Published on November 18, 2008 at 9:46 PM · No Comments

Over the years, hunting for cancer-related genes and understanding how they work has been an important, although time-consuming, exercise.

At Cold Spring Harbor Laboratory (CSHL), five different research groups have now combined their expertise to speed up the rate of discovering cancer-related genes and validating their function in living animals.

The result of the collaborative effort is a large-scale, rapid, cost-effective genetic screen that in a preliminary test succeeded in uncovering 13 new tumor suppressors – genes that inhibit the activity of cancer genes. Tumor suppressors are important in cancer development generally, and specifically in liver cancer, where they frequently have been found to be missing in people who develop the illness.

These discoveries, published online ahead of print on Nov.17 and scheduled to appear in the November 26 issue of Cell , "are a huge step forward in understanding the genetics of cancer and open up a host of new strategies to improve its diagnosis and treatment," according to CSHL Professor Scott W. Lowe, Ph.D., the corresponding author of the study. Other authors include Scott Powers, Ph.D., Director of the Human Cancer Genome Center at CSHL, and CSHL Professors Gregory J. Hannon, Ph.D., W. Richard McCombie, Ph.D., and Michael Wigler, Ph.D.

Pinpointing Tumor Suppressor Genes

Tumor suppressors are a crucial component of intracellular signaling networks that protect against uncontrolled cell proliferation. The benefits of such genes can be lost when DNA undergoes alterations, including mutations or deletions of entire stretches of chromosomes. A highly efficient genome-sequencing technique developed several years ago in the Wigler laboratory has made it possible to scan the genome of cancerous cells for, among other things, deleted portions of chromosomes where tumor suppressors are likely to reside.

Dr. Powers performed a genomic analysis of human liver cancer samples that provided a basis for the work of the combined teams. Powers' lab scanned the genomes of liver cancers from more than 100 patients to compile a list of deletions of chromosomal regions. These regions were hypothesized to be the location of most of the missing tumor suppressor genes. A comparison of this list with the genome sequence of a normal human cell revealed the identity of approximately 300 genes within the deleted chromosomal segments.
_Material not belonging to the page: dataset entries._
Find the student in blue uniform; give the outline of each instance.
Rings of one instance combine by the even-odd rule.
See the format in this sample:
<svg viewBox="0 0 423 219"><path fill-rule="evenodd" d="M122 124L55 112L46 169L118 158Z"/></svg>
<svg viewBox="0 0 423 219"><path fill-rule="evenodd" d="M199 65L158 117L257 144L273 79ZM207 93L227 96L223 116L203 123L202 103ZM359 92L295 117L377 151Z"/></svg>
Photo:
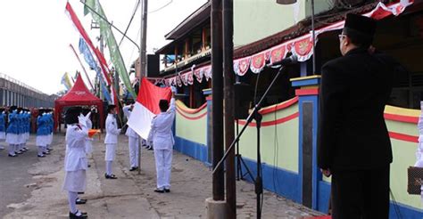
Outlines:
<svg viewBox="0 0 423 219"><path fill-rule="evenodd" d="M66 157L64 169L66 171L62 189L68 191L69 217L87 218L87 213L77 209L78 192L84 192L87 188L87 158L85 152L86 139L88 129L85 118L79 118L81 109L72 107L66 111Z"/></svg>
<svg viewBox="0 0 423 219"><path fill-rule="evenodd" d="M4 109L0 110L0 141L3 142L6 139L6 114ZM3 145L0 145L0 150L4 150Z"/></svg>
<svg viewBox="0 0 423 219"><path fill-rule="evenodd" d="M14 158L18 155L15 150L18 144L18 108L9 108L8 125L6 128L6 142L9 144L9 157Z"/></svg>

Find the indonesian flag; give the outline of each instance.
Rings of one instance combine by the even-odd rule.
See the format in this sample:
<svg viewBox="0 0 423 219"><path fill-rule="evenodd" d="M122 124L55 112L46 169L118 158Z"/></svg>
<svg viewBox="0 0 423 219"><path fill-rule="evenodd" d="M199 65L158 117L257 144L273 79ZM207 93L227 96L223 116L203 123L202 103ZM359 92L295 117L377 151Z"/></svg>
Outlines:
<svg viewBox="0 0 423 219"><path fill-rule="evenodd" d="M158 87L143 77L128 126L143 139L147 139L152 120L160 113L160 100L170 101L171 96L170 87Z"/></svg>

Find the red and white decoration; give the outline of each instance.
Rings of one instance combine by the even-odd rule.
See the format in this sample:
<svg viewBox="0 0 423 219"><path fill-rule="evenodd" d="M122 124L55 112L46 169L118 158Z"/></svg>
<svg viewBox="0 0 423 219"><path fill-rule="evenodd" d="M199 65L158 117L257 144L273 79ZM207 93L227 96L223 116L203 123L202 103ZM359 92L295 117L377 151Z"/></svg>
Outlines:
<svg viewBox="0 0 423 219"><path fill-rule="evenodd" d="M371 17L375 20L381 20L390 15L398 16L413 2L413 0L401 0L399 3L390 4L379 3L375 9L363 15ZM319 35L328 31L341 29L344 28L344 20L341 20L316 29L315 43L319 40ZM286 41L270 49L261 51L256 54L234 60L234 72L238 76L245 75L248 69L251 69L251 71L255 74L260 73L264 69L267 62L274 63L285 59L289 52L297 55L298 61L306 61L309 60L313 54L311 31L297 38ZM170 85L178 85L178 86L182 86L182 84L184 85L192 85L189 83L189 74L191 77L193 77L193 75L195 76L196 80L200 83L203 81L203 77L205 77L208 81L212 78L212 67L211 65L208 65L191 69L191 71L187 73L181 73L180 77L184 78L180 78L179 76L170 77L166 79L167 84ZM187 79L187 77L188 77L188 79ZM194 79L192 81L194 81Z"/></svg>
<svg viewBox="0 0 423 219"><path fill-rule="evenodd" d="M171 96L170 87L158 87L143 77L128 126L143 139L147 139L151 129L150 124L155 115L160 113L160 100L170 101Z"/></svg>

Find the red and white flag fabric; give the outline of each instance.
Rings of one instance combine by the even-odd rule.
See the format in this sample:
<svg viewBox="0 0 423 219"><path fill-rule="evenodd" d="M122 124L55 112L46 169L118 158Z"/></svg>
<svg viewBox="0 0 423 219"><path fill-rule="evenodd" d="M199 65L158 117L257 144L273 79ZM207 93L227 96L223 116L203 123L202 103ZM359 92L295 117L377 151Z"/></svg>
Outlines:
<svg viewBox="0 0 423 219"><path fill-rule="evenodd" d="M153 118L160 113L160 100L170 101L170 87L159 87L153 85L145 77L141 80L138 96L134 104L128 126L143 139L147 139Z"/></svg>

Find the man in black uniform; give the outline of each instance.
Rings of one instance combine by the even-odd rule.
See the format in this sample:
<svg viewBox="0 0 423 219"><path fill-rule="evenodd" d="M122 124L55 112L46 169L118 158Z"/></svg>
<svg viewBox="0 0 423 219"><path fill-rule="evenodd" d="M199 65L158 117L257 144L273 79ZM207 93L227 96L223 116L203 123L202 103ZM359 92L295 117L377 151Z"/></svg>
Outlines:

Chromosomal deletions aren't limited to cancer-related genes alone; any number of "passenger" or unrelated neighboring genes can inadvertently also be lost. The team therefore had to pinpoint the tumor suppressors among the 300 genes. "Genomic analysis of human tumors is important," Powers observed," but combining it with functional screening in mouse models is a notable step forward."

The usual route of characterizing a gene's function is to mutate it in mouse embryos and then create lines of mice that can then be examined for the mutation's effects. Lowe's group bypassed this step, which is time-consuming, by engineering mutations into the genome of adult mouse cells and then re-injecting these cells into adult mice. The team used a method honed by Dr. Hannon of introducing stable mutations into mouse cells via RNA interference, or RNAi, a technique in which small RNA molecules are introduced into cells to shut off specific genes.

RNA sequences that corresponded to all the 300 or so deleted genes were obtained from an RNAi "library" compiled by the Hannon lab. Lowe's team introduced these RNAi tools (known as "short-hairpin RNAs, or shRNAs) into progenitor cells that develop into mature liver cells, albeit ones engineered to over-produce a cancer gene product called Myc.